Investigators are now focusing on the trip that Tsarnaev made to Russia in January 2012 that has raised many questions. His father said his son stayed with him in Makhachkala, the capital of Dagestan, where the family lived briefly before moving to the U.S. a decade ago. The father had only recently returned.

"He was here, with me in Makhachkala," Anzor Tsarnaev told The Associated Press in a telephone interview. "He slept until 3 p.m., and you know, I would ask him: 'Have you come here to sleep?' He used to go visiting, here and there. He would go to eat somewhere. Then he would come back and go to bed."

Tamerlan Tsarnaev, 26, and his 19-year-old brother, Dzhokhar Tsarnaev — both ethnic Chechens — are accused of setting off the two bombs near the finish line of the Boston Marathon on April 15 that killed three people and wounded more than 180 others. Three days later, Tamerlan died in a shootout with police, while his brother was later captured alive but wounded.

No evidence has emerged to link Tamerlan Tsarnaev to militant groups in Russia's Caucasus. On Sunday, the Caucasus Emirate, which Russia and the U.S. consider a terrorist organization, denied involvement in the Boston attack.

"He went with me twice, to see my uncles and aunts. I have lots of them," the father said.

In February, 2012, shortly after Tamerlan Tsarnaev's arrival in Dagestan, a four-day operation to wipe out several militant bands in Chechnya and Dagestan left 17 police and at least 20 militants dead. In May, two car bombs shook Makhachkala, killing at least 13 people and wounding about 130 more. Other bombings and shootings targeting police and other officials took place nearly daily. Despite the violence in Dagestan, Anzor Tsarnaev said Sunday that his son did not want to leave and had thoughts on how he could go into business. But the father said he encouraged him to go back to the U.S. to try to get citizenship. Tamerlan Tsarnaev returned to the U.S. in July. His mother, Zubeidat Tsarnaeva said that he was questioned upon arrival at New York's airport.The FBI said that it responded by interviewing Tsarnaev and family members but found no terrorism activity. Both parents insist that the FBI continued to monitor Tamerlan Tsarnaev and that both of their sons were set up.

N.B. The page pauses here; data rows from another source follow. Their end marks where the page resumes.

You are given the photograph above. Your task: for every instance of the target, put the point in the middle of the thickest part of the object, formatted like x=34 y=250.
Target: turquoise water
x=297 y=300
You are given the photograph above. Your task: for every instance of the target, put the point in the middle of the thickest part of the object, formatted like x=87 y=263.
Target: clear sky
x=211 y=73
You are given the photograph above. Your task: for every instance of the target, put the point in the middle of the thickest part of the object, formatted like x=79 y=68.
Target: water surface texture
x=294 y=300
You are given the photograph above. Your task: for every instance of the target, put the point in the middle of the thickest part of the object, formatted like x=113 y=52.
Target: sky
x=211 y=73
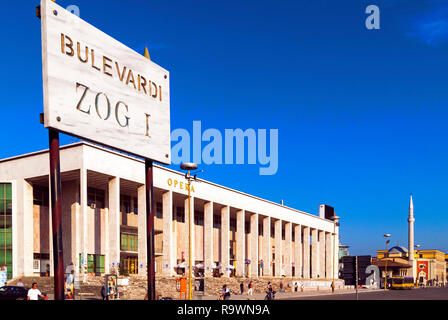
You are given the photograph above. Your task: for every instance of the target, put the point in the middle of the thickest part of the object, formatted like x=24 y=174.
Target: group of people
x=249 y=288
x=33 y=293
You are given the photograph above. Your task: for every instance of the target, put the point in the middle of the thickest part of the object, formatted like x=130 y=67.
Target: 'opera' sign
x=98 y=89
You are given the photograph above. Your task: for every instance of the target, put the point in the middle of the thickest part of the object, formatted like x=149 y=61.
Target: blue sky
x=361 y=113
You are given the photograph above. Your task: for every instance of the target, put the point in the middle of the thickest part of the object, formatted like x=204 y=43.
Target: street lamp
x=416 y=277
x=189 y=166
x=335 y=222
x=385 y=268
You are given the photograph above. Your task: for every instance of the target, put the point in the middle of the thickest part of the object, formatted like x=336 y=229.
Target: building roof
x=390 y=263
x=398 y=249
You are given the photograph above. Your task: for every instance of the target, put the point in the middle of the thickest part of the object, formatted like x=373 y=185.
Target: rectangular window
x=95 y=263
x=40 y=196
x=129 y=242
x=6 y=227
x=180 y=216
x=99 y=263
x=159 y=210
x=135 y=205
x=125 y=204
x=95 y=198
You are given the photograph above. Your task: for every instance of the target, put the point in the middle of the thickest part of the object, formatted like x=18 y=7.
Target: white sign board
x=98 y=89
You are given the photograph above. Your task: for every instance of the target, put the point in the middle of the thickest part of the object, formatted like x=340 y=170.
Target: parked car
x=13 y=293
x=17 y=293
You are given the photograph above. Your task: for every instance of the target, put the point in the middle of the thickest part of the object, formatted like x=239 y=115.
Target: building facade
x=430 y=264
x=104 y=222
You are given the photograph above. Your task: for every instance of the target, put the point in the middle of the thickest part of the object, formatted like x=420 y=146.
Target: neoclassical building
x=104 y=223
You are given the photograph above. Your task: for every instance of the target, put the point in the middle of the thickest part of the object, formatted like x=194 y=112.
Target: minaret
x=411 y=236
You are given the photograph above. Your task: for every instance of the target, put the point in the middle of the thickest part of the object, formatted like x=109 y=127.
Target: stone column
x=328 y=255
x=84 y=220
x=225 y=240
x=114 y=221
x=314 y=254
x=141 y=203
x=167 y=248
x=240 y=243
x=288 y=249
x=336 y=253
x=189 y=219
x=208 y=239
x=254 y=245
x=267 y=254
x=321 y=253
x=298 y=251
x=278 y=248
x=306 y=252
x=25 y=206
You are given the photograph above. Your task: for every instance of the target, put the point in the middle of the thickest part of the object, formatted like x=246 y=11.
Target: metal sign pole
x=56 y=214
x=356 y=273
x=150 y=209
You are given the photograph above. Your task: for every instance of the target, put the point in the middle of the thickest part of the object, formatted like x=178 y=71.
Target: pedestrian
x=225 y=293
x=249 y=290
x=34 y=293
x=103 y=292
x=270 y=293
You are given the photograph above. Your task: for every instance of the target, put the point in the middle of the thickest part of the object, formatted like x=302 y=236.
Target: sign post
x=56 y=214
x=150 y=208
x=95 y=88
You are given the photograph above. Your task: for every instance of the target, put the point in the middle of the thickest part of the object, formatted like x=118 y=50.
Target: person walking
x=34 y=293
x=103 y=292
x=270 y=294
x=249 y=290
x=225 y=293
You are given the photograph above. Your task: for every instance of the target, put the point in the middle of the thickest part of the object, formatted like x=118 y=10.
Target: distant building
x=431 y=264
x=425 y=266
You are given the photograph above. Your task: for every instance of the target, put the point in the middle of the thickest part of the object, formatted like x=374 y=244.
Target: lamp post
x=189 y=166
x=416 y=276
x=385 y=268
x=335 y=222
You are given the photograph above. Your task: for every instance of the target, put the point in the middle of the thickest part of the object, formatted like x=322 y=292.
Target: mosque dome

Their mother went so far on Sunday to claim that the FBI had contacted her elder son after the deadly bombs exploded at the marathon. If true, it would be the first indication that the FBI considered him a suspect before Boston descended into violence on Thursday.

The FBI declined to comment publicly Sunday.

The mother's claim could not be independently confirmed, and she has made statements in the past that appeared to show a lack of full understanding of what occurred in Boston.